Spectral optimization of audio masking waveforms
10360892 ยท 2019-07-23
Assignee
Inventors
- Daniel K. Lee (Framingham, MA, US)
- Daniel M. Gauger, JR. (Berlin, MA, US)
- Aric J. Wax (Watertown, MA, US)
Cpc classification
G10K11/178
PHYSICS
G10K2210/3028
PHYSICS
H04R2420/07
ELECTRICITY
G10L25/18
PHYSICS
G10K2210/1081
PHYSICS
International classification
H04R1/10
ELECTRICITY
G10K11/178
PHYSICS
G10L25/18
PHYSICS
Abstract
A system for masking audio signals includes a microphone for generating an ambient audio signal representing ambient noise, a speaker for rendering masking audio, and a processor in communication with the microphone and the speaker.
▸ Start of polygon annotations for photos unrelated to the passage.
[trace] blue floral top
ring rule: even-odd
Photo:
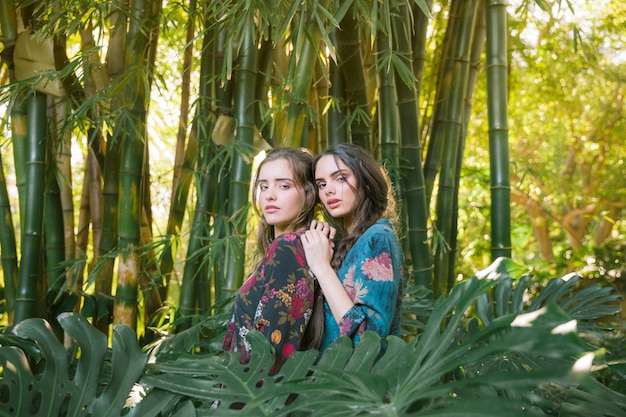
[[[322,350],[340,336],[357,342],[367,330],[382,337],[400,334],[404,254],[389,221],[381,219],[361,235],[337,275],[354,307],[337,323],[324,302]]]
[[[277,365],[300,348],[319,291],[306,263],[302,233],[277,237],[235,296],[223,348],[241,352],[242,363],[250,357],[246,334],[252,329],[272,344]]]

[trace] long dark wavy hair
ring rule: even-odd
[[[339,270],[346,254],[359,237],[381,218],[387,218],[393,225],[397,223],[397,213],[393,188],[389,176],[376,159],[360,146],[342,143],[329,147],[315,157],[313,172],[319,160],[331,155],[335,161],[341,160],[353,172],[356,178],[356,188],[349,183],[356,195],[352,207],[352,227],[346,230],[343,219],[333,218],[325,207],[322,207],[324,217],[337,229],[340,240],[335,245],[331,262],[335,271]]]

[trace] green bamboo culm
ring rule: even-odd
[[[335,29],[330,33],[331,40],[337,43],[337,32]],[[339,59],[339,57],[337,57]],[[326,142],[320,143],[316,151],[325,149],[328,146],[338,143],[348,142],[348,129],[345,107],[346,81],[339,67],[339,64],[331,59],[328,63],[328,110],[326,113]]]
[[[65,240],[63,228],[63,208],[61,190],[56,178],[51,178],[46,191],[46,211],[44,217],[46,271],[48,289],[56,297],[63,288],[63,261],[65,261]]]
[[[396,195],[400,193],[400,114],[392,62],[391,38],[379,33],[376,36],[378,78],[378,140],[380,160],[392,182]]]
[[[125,116],[119,126],[122,138],[118,205],[118,262],[114,324],[137,327],[137,294],[141,269],[138,247],[141,235],[143,169],[146,153],[146,65],[148,1],[135,1],[126,50],[129,77],[124,86]]]
[[[436,227],[441,234],[443,244],[437,245],[435,248],[436,282],[433,287],[435,295],[447,293],[448,284],[454,275],[454,268],[451,267],[453,262],[450,261],[450,257],[454,257],[455,254],[451,251],[450,242],[456,239],[456,229],[453,227],[452,217],[456,216],[454,212],[457,190],[456,172],[457,164],[460,161],[459,150],[461,148],[464,99],[469,74],[469,52],[477,5],[477,0],[461,1],[458,32],[451,48],[454,57],[451,74],[452,83],[447,95],[448,103],[444,113],[444,125],[441,128],[445,144],[437,192]]]
[[[341,21],[341,30],[337,31],[337,59],[343,74],[345,92],[343,102],[347,104],[349,114],[348,134],[350,141],[371,150],[370,139],[370,106],[367,97],[367,80],[365,63],[361,48],[363,41],[360,35],[359,21],[353,10]]]
[[[511,257],[506,1],[487,0],[487,111],[491,186],[491,259]]]
[[[0,150],[2,148],[3,146],[0,144]],[[11,323],[15,311],[15,288],[17,287],[17,247],[11,202],[7,192],[1,155],[6,155],[4,150],[0,152],[0,212],[2,213],[2,220],[0,220],[0,262],[4,277],[5,308],[9,323]]]
[[[254,21],[246,26],[241,38],[237,75],[235,79],[235,119],[237,121],[236,152],[228,189],[227,214],[232,222],[233,244],[228,245],[226,270],[221,285],[217,285],[217,299],[228,297],[241,286],[245,270],[244,252],[248,191],[252,175],[252,146],[254,142],[254,100],[257,68],[257,30]]]
[[[302,21],[307,19],[303,16]],[[290,79],[293,91],[289,96],[287,110],[287,131],[278,138],[281,145],[308,146],[308,129],[306,128],[309,90],[313,79],[315,60],[321,39],[320,29],[315,22],[302,23],[296,39],[295,56],[298,60],[291,61]]]
[[[415,13],[425,16],[421,10],[417,10]],[[396,65],[395,77],[398,111],[400,113],[402,207],[404,208],[403,217],[406,217],[411,280],[415,284],[432,288],[433,267],[428,244],[428,199],[424,184],[419,134],[418,86],[421,83],[421,77],[418,79],[412,73],[414,52],[410,42],[412,28],[408,6],[399,6],[398,13],[394,16],[394,45],[396,55],[403,64],[400,67]],[[422,26],[416,28],[420,34],[426,32],[425,25],[422,24]],[[423,41],[417,47],[423,49],[426,38],[422,36],[421,39]],[[406,209],[408,207],[411,209]]]
[[[45,284],[42,273],[43,216],[46,181],[46,103],[47,95],[34,93],[27,99],[28,131],[26,162],[26,195],[21,244],[23,262],[20,265],[15,297],[14,324],[32,317],[40,317],[43,312],[42,289]],[[42,286],[42,284],[44,284]]]
[[[176,241],[180,237],[183,219],[187,208],[189,188],[193,179],[193,163],[197,151],[197,141],[195,132],[189,134],[187,138],[187,125],[189,113],[189,96],[191,93],[191,69],[194,52],[193,39],[196,36],[196,0],[189,2],[187,19],[187,30],[185,39],[185,49],[183,54],[183,79],[181,84],[181,105],[180,123],[176,135],[176,156],[174,159],[174,177],[172,181],[172,197],[170,201],[170,211],[167,217],[166,234],[168,243],[163,249],[161,262],[159,264],[160,275],[163,277],[164,286],[167,289],[170,282],[175,282],[174,257]],[[192,122],[193,123],[193,122]],[[187,140],[186,140],[187,139]],[[185,146],[187,142],[187,146]],[[167,291],[161,294],[162,298],[167,297]]]

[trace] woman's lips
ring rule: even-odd
[[[341,200],[337,198],[330,198],[326,200],[326,205],[328,206],[329,209],[335,209],[341,205]]]

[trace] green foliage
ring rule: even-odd
[[[258,332],[249,363],[221,351],[226,308],[150,355],[126,326],[108,349],[83,316],[63,314],[66,351],[45,321],[27,319],[0,336],[0,416],[626,416],[623,336],[611,355],[598,342],[618,296],[579,276],[541,289],[516,276],[499,259],[437,300],[407,289],[404,338],[340,338],[321,355],[296,352],[276,375]]]
[[[67,313],[59,323],[76,341],[67,352],[50,326],[27,319],[0,336],[2,416],[118,416],[147,356],[135,333],[114,329],[107,338],[82,316]]]
[[[572,326],[576,317],[581,329],[600,331],[592,322],[617,311],[608,304],[615,294],[578,293],[576,279],[555,279],[527,305],[530,281],[516,284],[515,270],[499,260],[434,307],[413,304],[432,311],[408,342],[367,333],[353,347],[341,338],[317,360],[313,351],[296,352],[274,376],[267,375],[273,353],[258,333],[249,364],[233,353],[157,361],[131,413],[169,416],[193,406],[195,415],[220,416],[599,416],[598,404],[611,400],[610,415],[626,415],[626,397],[590,378],[591,347]]]

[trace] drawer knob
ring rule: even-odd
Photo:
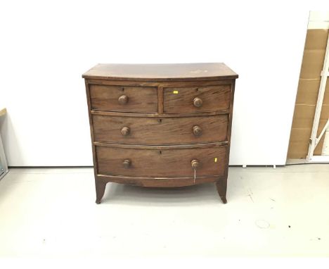
[[[124,94],[119,97],[119,99],[117,99],[117,101],[119,102],[120,105],[124,105],[127,103],[128,103],[128,99],[129,99],[128,96]]]
[[[198,125],[193,126],[193,131],[195,137],[200,137],[202,134],[202,130]]]
[[[198,167],[199,167],[200,163],[199,161],[198,160],[192,160],[191,162],[191,165],[192,165],[192,168],[196,169]]]
[[[131,161],[129,159],[126,159],[122,163],[124,168],[129,168],[131,165]]]
[[[198,97],[195,97],[193,100],[194,106],[200,108],[202,106],[202,100]]]
[[[121,134],[124,137],[127,137],[128,134],[130,134],[130,128],[129,127],[124,127],[121,129]]]

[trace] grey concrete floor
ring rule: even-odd
[[[329,165],[231,167],[213,184],[108,184],[92,168],[13,168],[0,181],[0,257],[329,256]]]

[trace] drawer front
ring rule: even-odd
[[[98,173],[129,177],[224,175],[226,146],[176,149],[141,149],[96,146]]]
[[[93,115],[96,142],[171,144],[227,141],[228,115],[138,118]]]
[[[230,108],[231,85],[164,88],[164,112],[206,112]]]
[[[154,87],[89,86],[91,109],[122,112],[157,112]]]

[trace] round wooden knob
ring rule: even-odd
[[[120,105],[124,105],[127,103],[128,103],[128,99],[129,99],[128,96],[124,94],[119,97],[119,99],[117,99],[117,101],[119,102]]]
[[[122,134],[124,137],[126,137],[129,134],[130,128],[129,127],[124,127],[122,129],[121,129],[121,134]]]
[[[200,108],[202,106],[202,100],[198,97],[195,97],[193,100],[194,106]]]
[[[199,161],[192,160],[192,161],[191,162],[191,165],[192,165],[192,168],[196,169],[200,165]]]
[[[195,137],[200,137],[202,134],[202,130],[201,129],[200,126],[198,126],[198,125],[193,126],[193,128],[192,130]]]
[[[131,161],[126,159],[123,161],[122,164],[125,168],[129,168],[131,165]]]

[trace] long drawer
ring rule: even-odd
[[[228,115],[140,118],[93,115],[96,142],[172,144],[227,141]]]
[[[91,85],[91,108],[121,112],[157,112],[157,88]]]
[[[224,175],[227,146],[131,149],[96,146],[98,174],[129,177],[194,177]]]
[[[231,85],[164,88],[164,113],[217,111],[230,108]]]

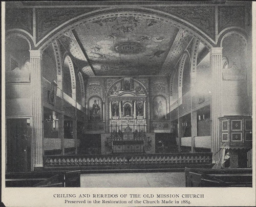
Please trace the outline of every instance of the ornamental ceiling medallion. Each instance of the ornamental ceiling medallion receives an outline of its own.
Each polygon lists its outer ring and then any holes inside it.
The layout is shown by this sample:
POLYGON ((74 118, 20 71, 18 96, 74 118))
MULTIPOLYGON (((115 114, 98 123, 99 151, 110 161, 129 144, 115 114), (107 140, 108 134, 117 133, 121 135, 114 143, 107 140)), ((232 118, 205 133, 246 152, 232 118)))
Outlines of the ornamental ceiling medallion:
MULTIPOLYGON (((96 75, 158 74, 179 29, 153 16, 115 14, 74 29, 96 75)), ((75 50, 70 52, 78 57, 75 50)))
POLYGON ((119 53, 124 54, 135 54, 140 53, 143 46, 137 42, 123 42, 115 46, 115 50, 119 53))

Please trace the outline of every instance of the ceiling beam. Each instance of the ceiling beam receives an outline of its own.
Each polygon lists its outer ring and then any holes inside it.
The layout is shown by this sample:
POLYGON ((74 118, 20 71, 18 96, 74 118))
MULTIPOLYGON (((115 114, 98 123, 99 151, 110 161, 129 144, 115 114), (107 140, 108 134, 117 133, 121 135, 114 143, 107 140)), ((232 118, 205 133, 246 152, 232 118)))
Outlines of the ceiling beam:
POLYGON ((189 36, 184 30, 180 29, 179 30, 162 66, 161 74, 169 74, 169 70, 174 66, 174 63, 180 57, 190 42, 192 38, 189 38, 189 36))
POLYGON ((95 70, 94 69, 93 67, 88 58, 88 56, 86 53, 84 48, 83 48, 83 46, 82 46, 81 42, 78 38, 77 34, 76 34, 75 31, 74 31, 74 30, 70 30, 66 34, 69 36, 69 37, 72 39, 74 43, 75 44, 76 48, 78 50, 79 53, 81 54, 81 56, 84 61, 87 62, 88 63, 88 64, 89 65, 90 67, 87 68, 86 71, 83 70, 83 72, 88 76, 95 76, 96 73, 95 72, 95 70))

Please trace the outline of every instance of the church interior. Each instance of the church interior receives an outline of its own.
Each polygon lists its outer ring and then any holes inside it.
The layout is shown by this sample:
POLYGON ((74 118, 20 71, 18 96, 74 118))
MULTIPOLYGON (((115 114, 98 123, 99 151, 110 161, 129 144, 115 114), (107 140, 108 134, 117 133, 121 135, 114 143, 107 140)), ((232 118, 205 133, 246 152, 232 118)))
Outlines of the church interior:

The processor performs spectral analysis on the ambient audio signal from the microphone to determine a spectral envelope of the ambient noise, adjusts a frequency response of an optimizing filter based on the spectral envelope, applies the optimizing filter to a baseline masking waveform, producing an output waveform with relative spectral distribution matching the ambient noise, and provides the output waveform to the speaker.
Claims
1. A system for masking audio signals, the system comprising: a microphone for generating an ambient audio signal representing ambient noise; a speaker for rendering masking audio; a processor in communication with the microphone and the speaker, and configured to: store a measurement of the ambient audio signal from the microphone; perform spectral analysis on the stored ambient audio signal to determine a spectral envelope of the ambient noise, based on the spectral envelope, adjust a frequency response of an optimizing filter, apply the optimizing filter to a baseline masking waveform, producing an output waveform with relative spectral distribution matching the ambient noise, and provide the output waveform to the speaker, wherein, the step of storing the measurement of the ambient audio signal is repeated on a periodic basis and averaged over a first time period to produce a long-term composite measurement, the spectral analysis, frequency response adjustment, and application of the optimizing filter to produce the output waveform is performed on a long-term composite measurement of the ambient audio signal, wherein the periodic basis is every five minutes.
2. A system for masking audio signals, the system comprising: a microphone for generating an ambient audio signal representing ambient noise; a speaker for rendering masking audio; a processor in communication with the microphone and the speaker, and configured to: store a measurement of the ambient audio signal from the microphone; perform spectral analysis on the stored ambient audio signal to determine a spectral envelope of the ambient noise, based on the spectral envelope, adjust a frequency response of an optimizing filter, apply the optimizing filter to a baseline masking waveform, producing an output waveform with relative spectral distribution matching the ambient noise, and provide the output waveform to the speaker, wherein, the step of storing the measurement of the ambient audio signal is repeated on a periodic basis and averaged over a first time period to produce a long-term composite measurement, the spectral analysis, frequency response adjustment, and application of the optimizing filter to produce the output waveform is performed on a long-term composite measurement of the ambient audio signal, wherein the long-term composite measurement of the ambient audio signal over at least a first night is used to produce an output waveform for use on subsequent nights.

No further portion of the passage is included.